Nanti

Sabtu, Februari 21, 2015

   

 

 

 

 

 

 

 

 

 

 

Ini bukan kisah para pengabdi

Bukan sebuah prosa berujung damai

Bukan lantunan syair tertanam dalam lubuk hati

Bukan karangan tak terlukis oleh sang tokoh yang hakiki

Bukan akte dari anak baru mengisi rentetan takdir di bumi

Bukan buku dengan kandung yang dimaknai

Bukan catatan layaknya tertulis pena sang ilahi

Bukan sebuah lembar teks proklamasi

Yang setiap kali di kobarkan tak pernah padamkan api sanubari

Apakah ini sebuah ukiran janji terpahat di batu prasasti?

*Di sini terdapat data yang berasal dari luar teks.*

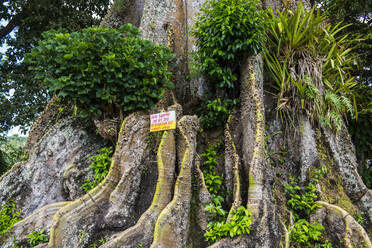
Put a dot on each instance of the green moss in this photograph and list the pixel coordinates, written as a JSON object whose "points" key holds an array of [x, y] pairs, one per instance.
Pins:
{"points": [[120, 5]]}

Ataukah lukis cat air yang tersapu tangis anak ibu pertiwi

Yang entah sampai detik ini teramat susah untuk dimaknai

Mulai dari awal resmi negeri ini berdiri

Dan dipimpin oleh kepala negeri beristri fatmawati

Tak kunjung raga ini bisa yakin untuk memberi abdi

Salahkah mereka yang mendengkur diujung rapat tentang kami?

Salahkah mereka bersaksi untuk terus membangun negeri

Yang hingga tarikan nafas saat ini hanya Nanti

Nanti dan nanti 

Dan berujung sumpah jabatan kembali

 

Tidak ada komentar:

Diberdayakan oleh Blogger.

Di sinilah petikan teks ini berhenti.